Começou a vacinação dos Oficiais de Justiça; salpicada e subsidiária com as sobras

      No seguimento da divulgação do passado sábado no nosso Grupo Nacional dos Oficiais de Justiça no WhatsApp e no artigo aqui publicado no domingo, já confirmamos com toda a certeza que a vacinação dos Oficiais de Justiça teve início na semana passada.


      Estão a ser contactados Oficiais de Justiça por todo o país, através de chamada telefónica desde os respetivos centros de saúde das áreas de residência para os respetivos centros de vacinação.


      Dos relatos tidos, a convocatória consiste num telefonema em que se convoca rapidamente: da manhã para a tarde do mesmo dia ou para o dia seguinte, havendo também casos em que se marca com mais antecedência mas até dois dias. Trata-se, portanto, de convocatórias com uma certa urgência, relevando os casos em que a chamada convoca para umas horas após, no mesmo dia.


      Dos muitos casos conhecidos não se depreende que haja nenhum critério lógico para as convocatórias, pelo contrário, as chamadas parecem perfeitamente aleatórias.
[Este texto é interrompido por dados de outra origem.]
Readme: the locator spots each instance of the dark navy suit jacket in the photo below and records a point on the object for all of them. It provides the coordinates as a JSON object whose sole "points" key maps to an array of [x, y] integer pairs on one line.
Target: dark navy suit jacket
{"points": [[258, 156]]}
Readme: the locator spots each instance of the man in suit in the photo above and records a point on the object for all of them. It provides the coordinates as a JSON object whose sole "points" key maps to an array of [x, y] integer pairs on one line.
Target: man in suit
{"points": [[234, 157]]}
Não há fator idade, colocação ou funções.


      Apuramos que nos Açores, mais concretamente em Ponta Delgada, os Oficiais de Justiça e demais Funcionários Judiciais foram convocados com muita urgência para o mesmo dia e na semana passada tomaram todos a primeira dose da vacina.


      Isso já não ocorre no continente, onde não há secções ou tribunais a serem convocados na sua totalidade mas de forma salpicada, isto é, um aqui, outro ali… Não temos informação da Madeira.
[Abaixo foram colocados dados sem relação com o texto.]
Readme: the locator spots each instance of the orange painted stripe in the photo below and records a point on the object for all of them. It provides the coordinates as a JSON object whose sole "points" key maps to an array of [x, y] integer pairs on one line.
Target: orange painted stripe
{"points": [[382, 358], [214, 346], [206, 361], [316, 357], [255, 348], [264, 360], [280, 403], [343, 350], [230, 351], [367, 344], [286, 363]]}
      No continente, a vacinação vem sendo realizada de forma salpicada e com urgência, o que nos leva a considerar que, tudo indica que os Oficiais de Justiça estão a ser chamados para as sobras, para aquelas vacinas que ficam por dar dos demais grupos prioritários, por motivo de desistências ou impossibilidades.


      Verificando-se a impossibilidade de administrar todas as vacinas previstas, seja porque os destinatários não querem ser vacinados ou porque já estiveram infetados ou porque faltam sem mais, etc., essas vacinas sobrantes já não são administradas a quem está por perto, como já sucedeu, sendo agora convocadas pessoas de listas prioritárias e é assim que vão sendo alguns Oficiais de Justiça convocados.
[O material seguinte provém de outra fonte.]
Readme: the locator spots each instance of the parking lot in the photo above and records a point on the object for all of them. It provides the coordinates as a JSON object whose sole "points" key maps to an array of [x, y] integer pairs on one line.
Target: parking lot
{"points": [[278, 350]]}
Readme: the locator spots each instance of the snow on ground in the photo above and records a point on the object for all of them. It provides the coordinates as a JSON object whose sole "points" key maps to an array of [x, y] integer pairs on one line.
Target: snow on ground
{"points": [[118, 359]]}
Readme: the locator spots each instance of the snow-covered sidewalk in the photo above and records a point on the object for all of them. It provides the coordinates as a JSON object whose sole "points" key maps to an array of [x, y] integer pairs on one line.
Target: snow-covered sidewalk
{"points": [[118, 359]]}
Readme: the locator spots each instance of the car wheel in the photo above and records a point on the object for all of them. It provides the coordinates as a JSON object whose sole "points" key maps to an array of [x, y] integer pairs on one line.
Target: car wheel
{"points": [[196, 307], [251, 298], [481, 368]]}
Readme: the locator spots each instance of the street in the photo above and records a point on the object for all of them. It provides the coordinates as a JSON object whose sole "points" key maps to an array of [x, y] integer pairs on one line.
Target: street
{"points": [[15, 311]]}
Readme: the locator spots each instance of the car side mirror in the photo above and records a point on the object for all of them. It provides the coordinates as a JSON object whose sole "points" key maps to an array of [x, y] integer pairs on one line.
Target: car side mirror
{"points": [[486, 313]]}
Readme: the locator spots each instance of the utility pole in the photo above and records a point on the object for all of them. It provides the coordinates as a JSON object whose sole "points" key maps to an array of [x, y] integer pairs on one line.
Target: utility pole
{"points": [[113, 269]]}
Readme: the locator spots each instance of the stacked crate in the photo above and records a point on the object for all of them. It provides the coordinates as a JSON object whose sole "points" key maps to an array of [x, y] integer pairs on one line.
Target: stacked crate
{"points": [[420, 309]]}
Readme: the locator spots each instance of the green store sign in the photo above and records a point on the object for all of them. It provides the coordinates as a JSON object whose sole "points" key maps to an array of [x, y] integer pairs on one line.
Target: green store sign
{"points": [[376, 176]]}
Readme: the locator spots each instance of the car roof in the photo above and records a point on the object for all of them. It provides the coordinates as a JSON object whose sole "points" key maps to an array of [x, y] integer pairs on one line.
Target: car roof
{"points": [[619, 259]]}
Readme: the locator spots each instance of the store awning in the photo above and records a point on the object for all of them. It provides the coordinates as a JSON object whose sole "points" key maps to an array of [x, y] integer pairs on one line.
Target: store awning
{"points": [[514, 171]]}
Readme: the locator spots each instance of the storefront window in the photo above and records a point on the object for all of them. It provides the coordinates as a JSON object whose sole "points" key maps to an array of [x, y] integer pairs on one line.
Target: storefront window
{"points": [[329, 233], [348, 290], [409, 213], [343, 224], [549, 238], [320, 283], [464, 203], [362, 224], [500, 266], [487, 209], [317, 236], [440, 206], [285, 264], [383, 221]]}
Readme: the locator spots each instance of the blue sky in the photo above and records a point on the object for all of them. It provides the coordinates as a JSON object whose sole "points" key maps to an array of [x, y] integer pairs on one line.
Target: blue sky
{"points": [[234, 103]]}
      Não há uma vacinação massiva, como ainda agora ocorreu com os trabalhadores das escolas, mas um aproveitamento dos sobrantes.


      A este ritmo e com este método, a vacinação dos Oficiais de Justiça poderá demorar mais do que aquilo que é expectável.


      De todos modos, embora desta forma subsidiária, finalmente se pode dizer que a vacinação dos Oficiais de Justiça está em curso desde a semana passada.


      Em recente informação do SOJ pode ler-se o seguinte:


      «Palavra final, neste balanço, para Sua Excelência, o Senhor Primeiro-Ministro que, tendo “delegado”, após denúncia deste Sindicato (SOJ), o processo de vacinação dos Oficiais de Justiça à Senhora Ministra da Saúde, deixou um sinal (claro) aos operadores judiciários; quiçá ao país, de que ainda há esperança de que possa assumir as suas competências de Chefe do XXII Governo de Portugal. Suas Excelências, Senhor Primeiro-Ministro e Senhora Ministra da Saúde, reforçaram o sinal dado, iniciando também o processo de vacinação dos Oficiais de Justiça, contudo é necessário mais.»


      Diz o SOJ que o processo de vacinação arrancou porque a denúncia deste sindicato dirigida ao Primeiro-ministro resultou no envio da mesma, não para a ministra da Justiça, como habitualmente, mas para a ministra da Saúde, assim se fazendo a diferença.


      E na mesma comunicação, o SOJ conclui assim:


      «É imprescindível que os Oficiais de Justiça encontrem no processo negocial outros interlocutores, pois nem Sua Excelência, a Senhora Ministra da Justiça, nem o Senhor Secretário de Estado Adjunto e da Justiça têm já condições para continuar a representar o Estado Livre e de Direito Democrático.»


      Ou seja, diz aquele Sindicato dos Oficiais de Justiça, que já não vale a pena esperar nada mais daqueles dois representantes do Ministério da Justiça, porque já nem sequer estão à altura de representar, aquilo que é básico na nossa sociedade atual: “o Estado Livre e de Direito Democrático”.


SalpicoAgua.jpg


      Fonte parcialmente citada: “SOJ-Comunicado”.